The campaign aims to undo the 2015 Obergefell decision and restore marriage to a child-protecting institution that elevates children's rights rather than sacrifice those rights in service of the desires and feelings of adults.
Katy Faust of Them Before Us is one of the organizers of the Greater Than Campaign.
She told American Family Radio (AFR) that, when the Supreme Court ruled in Obergefell, the government, in essence, mandated same-sex marriage for the whole country.
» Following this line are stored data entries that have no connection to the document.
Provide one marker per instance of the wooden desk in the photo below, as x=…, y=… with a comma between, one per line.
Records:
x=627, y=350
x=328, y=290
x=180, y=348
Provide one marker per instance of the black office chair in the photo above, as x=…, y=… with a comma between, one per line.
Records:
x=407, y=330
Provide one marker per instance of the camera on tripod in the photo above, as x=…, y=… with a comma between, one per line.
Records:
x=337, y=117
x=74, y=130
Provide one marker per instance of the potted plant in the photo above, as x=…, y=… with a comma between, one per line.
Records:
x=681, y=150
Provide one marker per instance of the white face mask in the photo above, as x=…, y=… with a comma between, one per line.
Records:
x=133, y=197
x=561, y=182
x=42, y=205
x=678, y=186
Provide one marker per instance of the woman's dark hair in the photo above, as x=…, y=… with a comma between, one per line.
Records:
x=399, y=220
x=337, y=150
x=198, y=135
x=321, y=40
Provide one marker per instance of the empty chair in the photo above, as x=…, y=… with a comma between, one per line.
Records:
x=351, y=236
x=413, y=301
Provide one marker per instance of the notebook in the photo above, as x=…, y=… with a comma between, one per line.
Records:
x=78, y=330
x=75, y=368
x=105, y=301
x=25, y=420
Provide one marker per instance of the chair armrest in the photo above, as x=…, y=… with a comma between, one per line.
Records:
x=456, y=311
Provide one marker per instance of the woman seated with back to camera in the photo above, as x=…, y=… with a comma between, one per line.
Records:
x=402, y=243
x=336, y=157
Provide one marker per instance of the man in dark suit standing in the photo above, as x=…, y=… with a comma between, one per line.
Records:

That is despite the fact that there were dozens of states that had defined marriage as a traditional marriage arrangement.
"What Obergefell did is it said that 'you are not allowed to elevate or prioritize or recognize that one specific family arrangement, a child's own mother or father married to one another for life, and privilege that above other adult relationships,'" informs Faust.
However, this decision on gay marriage had a domino effect into other laws.
"Justice Kennedy, in his ruling, said 'same sex couples need the full constellation of benefits that opposite sex couples got through marriage,' (but) the problem is that marriage is directly connected to parenthood laws, and two adults of the same sex can never both be the parents of a child," states Faust.
Over the last ten years, Faust said there has been a "total reordering of parenthood laws" around the desires of adults to the negation of a child's need for their own mother and father.
"What we have now is an understanding of the family that is not 'children are born into a pre-political relationship with their own mother and father.' It is now in essence 'children are functional accessories to be awarded to whatever adult has the money and means to acquire them’," says Faust. "There is a direct connection between gay marriage and the commodification of children."
Cue the Greater Than Campaign.
Faust and others want to do things differently, beginning with a credible judicial strategy that forces the Supreme Court to reconsider the Obergefell ruling.

"I think all of us would say, 'Yes, of course, gay people have dignity, and they are equal full citizens, just like the rest of us,' but the question we're going to be asking before the Court is 'Do children benefit from, need, deserve, and have a right to their own mother and father,'" explains Faust.
She emphasizes that they will be putting this question before the Court, forcing culture to make a choice.
“We're going to tell the culture they need to choose: you can either believe children need, deserve, and have a right to their own mother and father or you can support gay marriage," says Faust.
She thinks that "most of our countrymen are going to fall on the side of the kids."